Eros'un öfkesinin dinmesi için genç kız bir süre sessizce bekledi. Duyduğu sesler Eros'un fırlatıp durduğu okların rüzgarı yırtarak çıkarttığı ses ve kuşların muhteşem şarkılarıydı.

Jordan dudağını kemirerek, yakışıklı tanrının söylediklerini düşündü. Hades'in onu neden buraya gönderdiğini bilmiyordu. Gerçekten o kadar özel olduğunu düşünmüyordu. Gökyüzüne bir başka ok fırlayınca bakışlarıyla oku takip etti. Ok gökyüzündeki kuşa çarptığı an parıltılar saçarak kayboldu. Kuş birkaç kez kanatlarını dengesizce çırptıktan sonra kafası ritmik hareketlerle hızla döndü ve ardından ağacın dalındaki dişi kuşu gördü. Dişi kuş hâlâ cıvıldayarak ötmeye devam ediyordu. Havadaki kuş hızla yanına gelip konduğunda dişi kuş sustu. İki kuşun çiftleşmeye başlamasıyla Jordan yüzünü buruşturdu. Yanındaki yakışıklı tanrı kahkahalarla gülerken bakışlarını ona çevirdi.

''Bu seni mutlu mu ediyor? İğrenç ve sahte! Sadece kıçına yediği oktan dolayı çiftleşiyorlar. Anlık bir dürtü.'' dedi genç kız daha fazla dayanamayıp. 

Çekici tanrı, her zaman arzu dolu olan bakışlarını Jordan'a çevirdi. Çapkın bir şekilde kaşlarından birini kaldırdı. ''Ben Eros'um kurt kız. Benim işim bu.'' dedi ve tekrar kıkırdadı.

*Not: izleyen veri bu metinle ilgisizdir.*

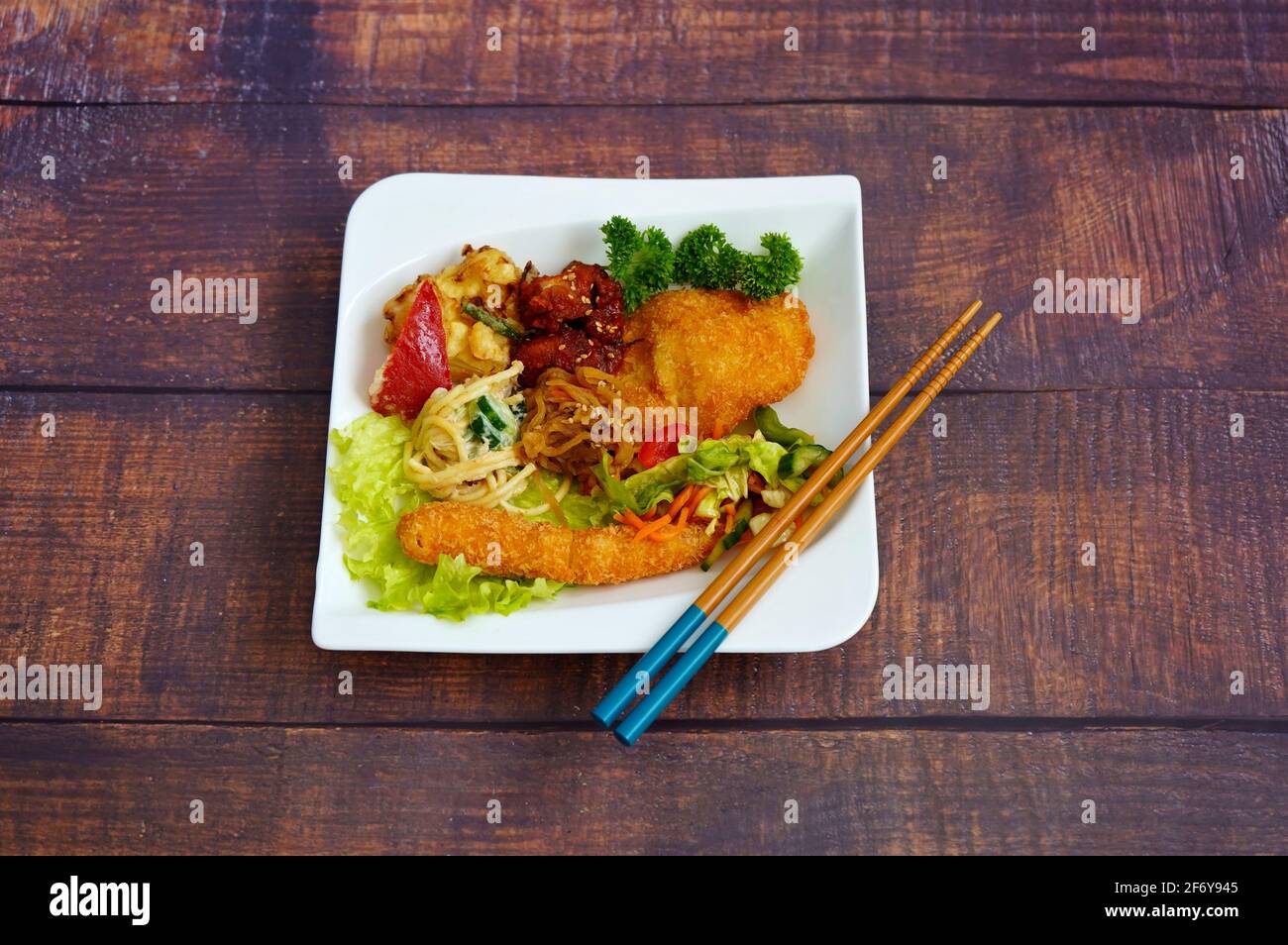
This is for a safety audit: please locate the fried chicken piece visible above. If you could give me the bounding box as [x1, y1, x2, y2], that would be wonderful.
[519, 261, 622, 331]
[514, 327, 622, 387]
[617, 288, 814, 439]
[398, 502, 720, 584]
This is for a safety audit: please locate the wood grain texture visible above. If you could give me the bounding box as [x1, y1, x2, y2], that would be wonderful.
[0, 0, 1288, 106]
[0, 723, 1288, 855]
[0, 106, 1288, 390]
[0, 391, 1288, 722]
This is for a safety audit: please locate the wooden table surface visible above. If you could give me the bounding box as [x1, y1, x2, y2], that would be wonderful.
[0, 0, 1288, 854]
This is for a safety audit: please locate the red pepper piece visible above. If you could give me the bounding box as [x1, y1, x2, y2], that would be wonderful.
[369, 279, 452, 421]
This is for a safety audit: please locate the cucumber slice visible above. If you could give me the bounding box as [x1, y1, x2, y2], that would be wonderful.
[461, 301, 523, 340]
[702, 499, 751, 571]
[778, 443, 832, 478]
[467, 394, 519, 450]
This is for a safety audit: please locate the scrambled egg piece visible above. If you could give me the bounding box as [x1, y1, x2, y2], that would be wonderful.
[383, 244, 520, 381]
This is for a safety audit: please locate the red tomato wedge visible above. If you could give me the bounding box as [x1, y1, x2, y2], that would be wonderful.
[369, 279, 452, 421]
[639, 421, 684, 469]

Genç kız gözlerini kısarak Eros'u tekrar süzdü. ''İnanılmaz derecede birine benziyorsun. Ama kime benzediğini çıkartamadım.'' dedi sitemle homurdanarak. Zihni yeterince düşünceyle boğuşuyordu. Ancak onu birine benzetiyordu. Fiziksel olarak diğer tanrılardan hiçbir farkı yoktu. Tıpkı onlar gibiydi. Belki de bu nedenle birine benzediğini üşünüyordu.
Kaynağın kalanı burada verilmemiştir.